China is likely to have a new weapon in its diplomatic arsenal. It is the anti-Covid19 vaccine that is in the final stages of production. China drew flak, particularly from the West and not necessarily confined to Donald Trump's America, rightly or wrongly, for a perceived failure to warn the world adequately about the destructive potentials of the Corona virus. Thereafter, however, there was appreciation with regard to the manner in which it handled the crisis domestically which was worthy of emulation, and also the support it provided to less privileged nations to combat the pandemic. Now, if it should have the vaccine under its belt soon as is predicted, China will have an opportunity to earn global plaudits. But only if it is generous in sharing its success by sinking differences, eschewing nationalism, and stressing the commonality of humankind.

Relevant Chinese authorities have stated that the country may be in a position to have the general public use vaccines that may be ready by year-end. Currently out of nine vaccine candidates in late stage human trials, four are Chinese, out of which three are already being used in an emergency programme launched since July. The Companies developing the three vaccines are Sinovac and Sinopharm. Thousands have already voluntary taken the Sinovac vaccine, the company has announced. The fourth vaccine is being manufactured by CanSino Biologics, and this product has already been approved for use by the military.

Another Chinese innovative development in this connection is a vaccine in the form of a nasal spray in a combined project of the Hong Kong University, Xiamen University and the Beijing Wantai Biological Pharmacy Enterprise. It is believed that this vaccine delivered as a spray via the nose would be more effective against a virus such as Covid that attacks the respiratory tract. It would also be more user-friendly and economical. This is the only vaccine candidate of its kind that was able to be moved to clinical trials.

In the West, there has been forward movement in the United States, the United Kingdom, and Germany in this regard. The American company Pfizer is said to be preparing to test an experimental vaccine it is developing with the German firm, BioNTech. Some see this as more promising than most other western counterparts. However, progress is also being made by the US biotechnology company Moderna. In Britain AstraZeneca is working with the University of Oxford to launch their product. It suffered a minor hiccup when a volunteer participant in the trial programme fell ill, but is now back in the game. In America, there is some concern that the launch of a vaccine may be politically timed through the machinations of the Trump campaign team to favour their candidate, according politics a priority over science.

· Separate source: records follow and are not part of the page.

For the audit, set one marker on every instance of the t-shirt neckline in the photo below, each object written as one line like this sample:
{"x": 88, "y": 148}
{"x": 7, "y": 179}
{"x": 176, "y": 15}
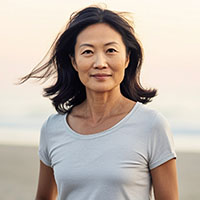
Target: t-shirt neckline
{"x": 102, "y": 133}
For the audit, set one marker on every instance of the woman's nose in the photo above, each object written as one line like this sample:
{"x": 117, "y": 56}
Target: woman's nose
{"x": 100, "y": 61}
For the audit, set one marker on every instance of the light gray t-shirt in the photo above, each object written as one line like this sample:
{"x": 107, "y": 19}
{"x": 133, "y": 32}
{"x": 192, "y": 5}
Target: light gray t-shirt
{"x": 113, "y": 164}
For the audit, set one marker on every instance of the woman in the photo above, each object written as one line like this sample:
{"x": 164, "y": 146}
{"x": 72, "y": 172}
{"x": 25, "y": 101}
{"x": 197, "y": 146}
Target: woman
{"x": 103, "y": 143}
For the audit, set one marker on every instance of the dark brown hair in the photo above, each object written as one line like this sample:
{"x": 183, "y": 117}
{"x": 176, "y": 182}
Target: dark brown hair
{"x": 68, "y": 91}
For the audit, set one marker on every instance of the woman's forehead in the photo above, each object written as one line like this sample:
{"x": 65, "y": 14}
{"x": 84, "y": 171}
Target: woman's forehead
{"x": 99, "y": 33}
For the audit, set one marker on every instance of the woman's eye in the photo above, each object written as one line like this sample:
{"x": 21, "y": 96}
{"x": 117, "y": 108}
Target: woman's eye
{"x": 111, "y": 50}
{"x": 87, "y": 52}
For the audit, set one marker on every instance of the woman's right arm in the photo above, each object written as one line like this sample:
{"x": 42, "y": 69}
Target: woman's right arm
{"x": 47, "y": 189}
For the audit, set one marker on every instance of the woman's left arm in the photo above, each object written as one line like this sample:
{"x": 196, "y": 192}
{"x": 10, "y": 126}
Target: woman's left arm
{"x": 165, "y": 183}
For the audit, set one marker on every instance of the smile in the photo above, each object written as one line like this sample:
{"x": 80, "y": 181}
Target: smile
{"x": 101, "y": 76}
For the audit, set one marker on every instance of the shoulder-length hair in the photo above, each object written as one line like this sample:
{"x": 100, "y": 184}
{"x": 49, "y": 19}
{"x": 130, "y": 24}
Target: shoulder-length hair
{"x": 67, "y": 91}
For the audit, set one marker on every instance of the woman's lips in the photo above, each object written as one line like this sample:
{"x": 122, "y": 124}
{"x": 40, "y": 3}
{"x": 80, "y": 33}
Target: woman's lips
{"x": 100, "y": 76}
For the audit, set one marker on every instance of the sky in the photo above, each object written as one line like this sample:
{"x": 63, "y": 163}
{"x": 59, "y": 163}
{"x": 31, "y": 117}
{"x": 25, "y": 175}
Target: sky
{"x": 168, "y": 30}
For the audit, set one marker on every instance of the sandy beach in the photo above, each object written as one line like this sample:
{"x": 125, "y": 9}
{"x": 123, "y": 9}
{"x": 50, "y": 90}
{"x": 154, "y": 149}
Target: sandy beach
{"x": 20, "y": 165}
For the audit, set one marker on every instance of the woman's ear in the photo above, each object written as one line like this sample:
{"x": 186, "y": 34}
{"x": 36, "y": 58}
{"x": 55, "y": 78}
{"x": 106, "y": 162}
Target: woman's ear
{"x": 73, "y": 61}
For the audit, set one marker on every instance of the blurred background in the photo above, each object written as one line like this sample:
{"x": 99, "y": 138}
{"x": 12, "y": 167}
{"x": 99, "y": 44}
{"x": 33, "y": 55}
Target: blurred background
{"x": 169, "y": 32}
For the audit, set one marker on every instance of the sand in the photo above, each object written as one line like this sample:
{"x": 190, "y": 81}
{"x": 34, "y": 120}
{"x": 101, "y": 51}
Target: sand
{"x": 19, "y": 167}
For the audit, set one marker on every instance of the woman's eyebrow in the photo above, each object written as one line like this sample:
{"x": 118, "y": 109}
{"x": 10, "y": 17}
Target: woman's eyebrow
{"x": 109, "y": 43}
{"x": 90, "y": 45}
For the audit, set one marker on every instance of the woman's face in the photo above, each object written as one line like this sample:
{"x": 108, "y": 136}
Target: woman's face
{"x": 100, "y": 58}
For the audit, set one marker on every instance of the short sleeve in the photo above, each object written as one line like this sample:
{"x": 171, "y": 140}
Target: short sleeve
{"x": 43, "y": 146}
{"x": 160, "y": 144}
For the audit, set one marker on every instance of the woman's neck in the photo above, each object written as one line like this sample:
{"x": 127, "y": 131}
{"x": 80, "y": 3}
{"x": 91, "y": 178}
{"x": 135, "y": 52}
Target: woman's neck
{"x": 99, "y": 106}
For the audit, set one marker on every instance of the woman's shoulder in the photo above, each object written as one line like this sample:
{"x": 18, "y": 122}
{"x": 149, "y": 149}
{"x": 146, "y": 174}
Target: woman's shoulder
{"x": 151, "y": 115}
{"x": 53, "y": 120}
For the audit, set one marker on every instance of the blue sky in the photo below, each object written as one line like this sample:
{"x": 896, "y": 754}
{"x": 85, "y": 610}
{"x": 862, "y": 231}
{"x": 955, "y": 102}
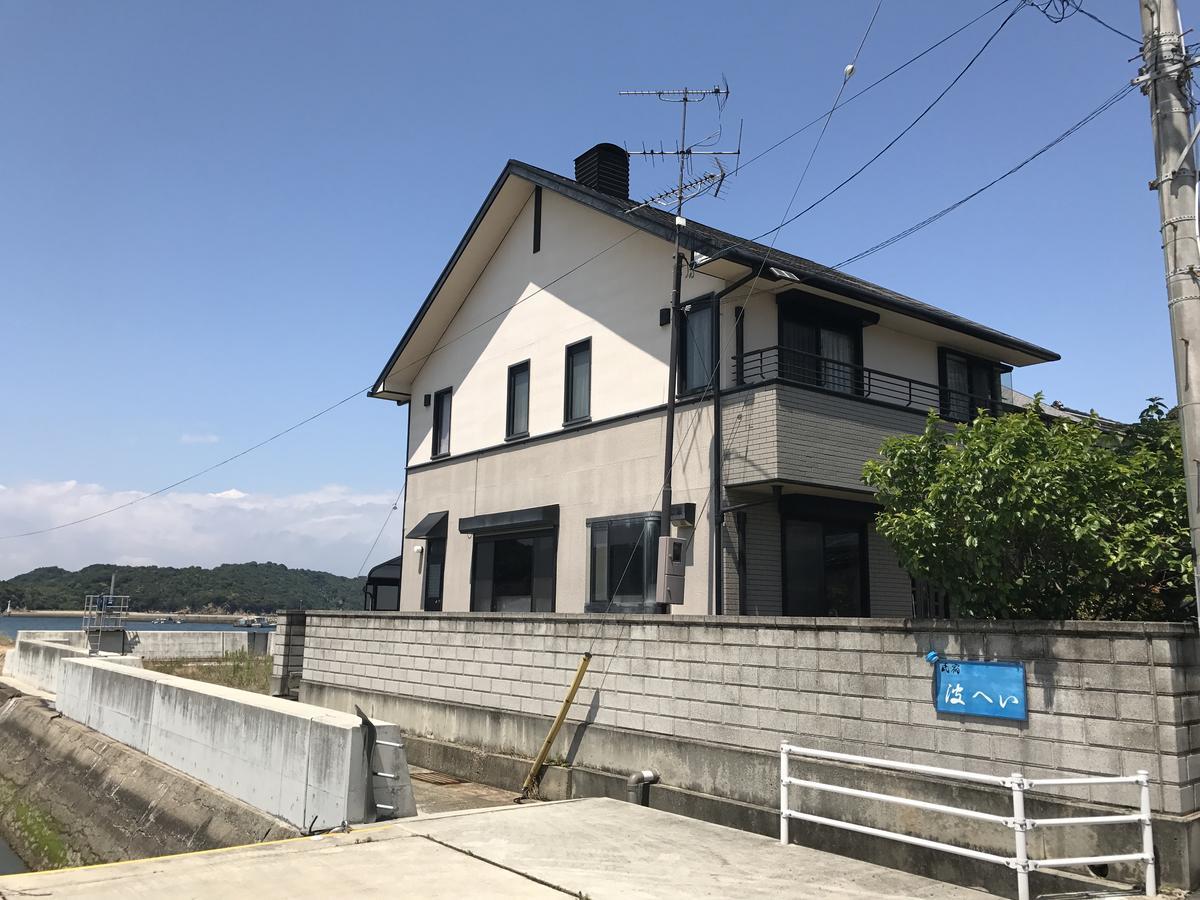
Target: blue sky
{"x": 216, "y": 219}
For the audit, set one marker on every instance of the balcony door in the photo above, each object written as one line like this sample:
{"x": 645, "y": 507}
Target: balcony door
{"x": 820, "y": 347}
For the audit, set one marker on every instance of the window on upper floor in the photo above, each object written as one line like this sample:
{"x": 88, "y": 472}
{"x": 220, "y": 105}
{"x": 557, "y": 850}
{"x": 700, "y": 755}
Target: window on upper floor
{"x": 696, "y": 347}
{"x": 966, "y": 384}
{"x": 517, "y": 417}
{"x": 577, "y": 395}
{"x": 442, "y": 401}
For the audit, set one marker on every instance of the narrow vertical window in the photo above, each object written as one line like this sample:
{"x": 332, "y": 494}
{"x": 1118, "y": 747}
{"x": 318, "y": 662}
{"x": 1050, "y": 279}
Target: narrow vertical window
{"x": 577, "y": 402}
{"x": 696, "y": 360}
{"x": 537, "y": 219}
{"x": 517, "y": 423}
{"x": 442, "y": 423}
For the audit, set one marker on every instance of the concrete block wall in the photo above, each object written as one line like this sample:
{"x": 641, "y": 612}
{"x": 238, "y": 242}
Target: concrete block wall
{"x": 1103, "y": 697}
{"x": 305, "y": 765}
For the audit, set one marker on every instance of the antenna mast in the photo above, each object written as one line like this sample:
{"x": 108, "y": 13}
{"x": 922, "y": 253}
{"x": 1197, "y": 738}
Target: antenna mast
{"x": 683, "y": 96}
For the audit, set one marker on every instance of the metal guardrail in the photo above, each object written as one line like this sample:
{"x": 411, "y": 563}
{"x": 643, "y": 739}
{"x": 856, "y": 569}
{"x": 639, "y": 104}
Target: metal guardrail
{"x": 813, "y": 371}
{"x": 1020, "y": 825}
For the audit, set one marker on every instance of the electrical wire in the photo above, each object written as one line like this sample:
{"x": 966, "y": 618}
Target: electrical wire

In Asia, the Chinese products already appear to be gaining traction. In the United Arab Emirates, Sinopharm-produced vaccines have been in trial since July. Abu Dhabi has now granted approval for its use. It has been tested on 31000 volunteers. In the Philippines President Rodrigo Duterte has publicly declared his preference for Chinese (and Russian) vaccines. Chinese diplomacy already seemed to have achieved a modicum of success when an irritated Duterte declared: "The one good thing about China is that you do not have to beg: You do not have to plead: One thing wrong about the Western counties (is that) it's all profit, profit, profit". South Korea has announced a massive procurement programme for vaccines, and China is likely to be a beneficiary. Bangladesh and Pakistan among others, are also said to be looking to China.

Globally, there is an initiative known as COVAX, an acronym for Covid-19 Vaccine Global Access, in which the World Health Organization (WHO) It is playing a key role. It is a plan, worth US $ 18 bn, to provide countries equitable access to safe and effective vaccines once they are licensed and tested. Its goal is to deliver two billion doses of vaccines by the end of 2021. Currently, 172 economies are under discussion to participate in COVAX. The US is not among them. Indeed, President Trump has been extremely critical of what he believes to be a collusion between WHO and China, for which reason he has withdrawn funding from the multilateral body. China takes a different view, though at writing, it had not yet joined the initiative. Beijing has announced that "China's purpose is highly consistent with COVAX's aims" and said that it was "studying" if it should join in. It is believed that should it do so, it would enhance its positive perception in much of the globe.

One can only hope that the Pandemic does not widen the existing chasms among nations. Covid-19 has already unleashed an unsavoury degree of nationalism where a belief is burgeoning that de-linkage from others would enhance protection. But this notion is eminently short-sighted at best, and false at worst. To effectively fight the scourge the world will need to pool its physical and intellectual resources together, as the obvious truth is that no nation or State can muster the wherewithal to fight it singly. Can China round- off its foreign policy thrust sufficiently to take a lead which would only add to its big-power status? While this remains to be seen, it is also hoped that China would have the wisdom not to miss up or mess up this opportunity, the likes of which will be infrequent.